Ensure yarn container size is optimized for spark. No more than 1-2 containers per CPU core.
Minimize the use of <operation>ByKey (other than reduceByKey, which is recommended). These functions have a lot of overhead shuffling data via the internal hashtables. While they are useful, they should be utilized sparingly to get the best performance.
Don't always rely on the default rdd partitioning. It will generally always split things into 100 pieces unless otherwise defined. Redefining that default in a way that makes sense for dataset sizes and number of containers will get better performance. If there isn't a fixed number that works across the board, manually repartitioning early in jobs can help to speed things up.
Use the G1 garbage collector instead of the parallel garbage collector. It takes a little fine tuning with memory, but it performs better.
Use dataframes where possible.
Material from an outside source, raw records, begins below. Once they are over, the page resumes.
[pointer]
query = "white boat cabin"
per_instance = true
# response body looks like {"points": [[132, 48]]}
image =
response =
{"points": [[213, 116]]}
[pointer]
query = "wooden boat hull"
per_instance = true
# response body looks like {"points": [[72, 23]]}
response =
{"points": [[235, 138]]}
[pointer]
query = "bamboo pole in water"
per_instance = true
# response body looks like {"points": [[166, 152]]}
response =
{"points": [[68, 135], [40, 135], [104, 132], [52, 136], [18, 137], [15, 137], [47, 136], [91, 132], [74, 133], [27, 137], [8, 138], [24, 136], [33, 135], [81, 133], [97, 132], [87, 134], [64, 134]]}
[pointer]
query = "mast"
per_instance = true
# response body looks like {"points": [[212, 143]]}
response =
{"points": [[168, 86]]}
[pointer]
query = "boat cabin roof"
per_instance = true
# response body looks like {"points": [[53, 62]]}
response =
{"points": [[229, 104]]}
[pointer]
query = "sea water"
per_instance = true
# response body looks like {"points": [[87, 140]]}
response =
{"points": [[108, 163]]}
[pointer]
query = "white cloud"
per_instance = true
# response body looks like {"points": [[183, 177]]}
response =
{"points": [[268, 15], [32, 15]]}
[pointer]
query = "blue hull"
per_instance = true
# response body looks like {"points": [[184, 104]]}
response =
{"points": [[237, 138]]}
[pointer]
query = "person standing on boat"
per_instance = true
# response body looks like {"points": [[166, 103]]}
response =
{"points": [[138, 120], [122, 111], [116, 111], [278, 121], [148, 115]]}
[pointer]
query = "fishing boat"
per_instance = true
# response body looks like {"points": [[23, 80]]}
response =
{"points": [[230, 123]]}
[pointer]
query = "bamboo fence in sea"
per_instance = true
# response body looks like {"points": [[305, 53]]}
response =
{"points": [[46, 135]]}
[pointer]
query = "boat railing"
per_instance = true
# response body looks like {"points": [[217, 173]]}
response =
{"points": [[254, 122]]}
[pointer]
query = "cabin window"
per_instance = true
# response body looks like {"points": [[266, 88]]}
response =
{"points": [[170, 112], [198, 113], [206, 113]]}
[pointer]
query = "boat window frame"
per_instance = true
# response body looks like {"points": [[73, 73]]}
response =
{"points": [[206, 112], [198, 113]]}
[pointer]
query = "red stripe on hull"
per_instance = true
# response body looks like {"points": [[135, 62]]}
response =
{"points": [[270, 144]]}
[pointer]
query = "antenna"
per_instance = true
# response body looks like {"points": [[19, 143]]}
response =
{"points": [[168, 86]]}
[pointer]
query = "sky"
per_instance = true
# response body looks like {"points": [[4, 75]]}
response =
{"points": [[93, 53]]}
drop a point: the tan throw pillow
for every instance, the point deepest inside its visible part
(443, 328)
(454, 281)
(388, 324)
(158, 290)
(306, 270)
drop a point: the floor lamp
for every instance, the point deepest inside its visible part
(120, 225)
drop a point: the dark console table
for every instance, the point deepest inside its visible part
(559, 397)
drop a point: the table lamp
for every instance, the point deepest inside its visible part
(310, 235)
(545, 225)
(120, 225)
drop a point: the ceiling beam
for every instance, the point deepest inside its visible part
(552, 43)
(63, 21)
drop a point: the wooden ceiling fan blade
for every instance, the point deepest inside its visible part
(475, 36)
As progressive versions of spark roll out, there is a lot of performance optimization of dataframes operations that you won't benefit from with just rdd operations.
If streaming jobs are being used, make sure to take advantage of checkpointing. It adds an extra layer of reliability, as spark streaming is a really just microbatching.
Use kryoserilizer, snappy compression, and enable tungsten.
Beyond these, memory tuning for performance is also somewhat tied to dataset size and complexity of operations. A large number of smaller containers is usually recommended, but there are some exceptions, i.e. a low operation count that relies on the underlying hash and a large dataset that needs to be persisted. This is an edge case, though.
That being said, the first thing to be mindful of, especially for yarn container configuration, is the total amount of memory allocated to yarn really shouldn’t exceed more than 75% of the system total. That percentage may need to be even lower depending on the process tenancy of the nodes. The more work a node is doing, the more other process need discrete memory, and the less yarn has to safely play with. On top of that, each container with a spark process is going to have its own v-core assigned to it. If the number of containers per node greatly exceeds the number of cores on the box, proper parallelization of workload is going to break down, as tasks are going to have to share physical cores too heavily and it will impact the performance of jobs, even potentially causing failures due to timeouts or other infrastructure-related bottlenecks. I try to keep the number of containers per node about equal to the number of physical cores,, though you can pretty safely double that number without too much of a performance hit. Any more than that and it’s getting into a grey area.
Also, the sum of memory used per node (memory per container * containers per node) should not be equal to the total yarn memory allocation. It should actually be less. There is additional system overhead for spark jobs. This holds things such as broadcast variables, the hash table that tracks distributed data locations, job lineage, etc. Make sure you aren’t capping the amount of memory per node that yarn has available, because it will cause job failures, much like how you can get mapreduce failures if your yarn containers don’t have enough memory for things like garbage collection.
Finally, something very important to be mindful of, is the workflow itself. There are only a handful of spark commands that actually execute work. The bulk of spark commands are only built into a workflow lineage. If too many high-complexity or resource intensive steps are being taken between execution, it puts a lot of strain on the system and the resources available Definitely take a look at what is being done in a job with an eye to the points when commands are actually executed. If there is a lot of wide transformations going on, there may be ways to streamline the workload to either decrease the number of said transformations or else make them more efficient (narrow transformations to reduce the dataset size when the wide transformations take place).
Outside of the larger tuning, and more just basic best practices, only persist datasets when necessary. This will hold the entire dataset in memory, which, while speeding up work, will also chew up available RAM for complex operations. When a dataset no longer needs to be in memory remember to unpersist it. At the end of a job, make sure to unpersist any sets that were persisted to make sure there are no artifacts left over. Also, two commands that can be very useful are coalesce() and repartition(). The former can decrease the number of partitions in a dataset. If you have a small dataset/RDD, you don’t necessarily needs it in 100+ partitions. Enrichment sets are a good example of this. For the latter, you can increase the number of partitions to more greatly distribute your data if there are going to be a lot of parallel operations happening.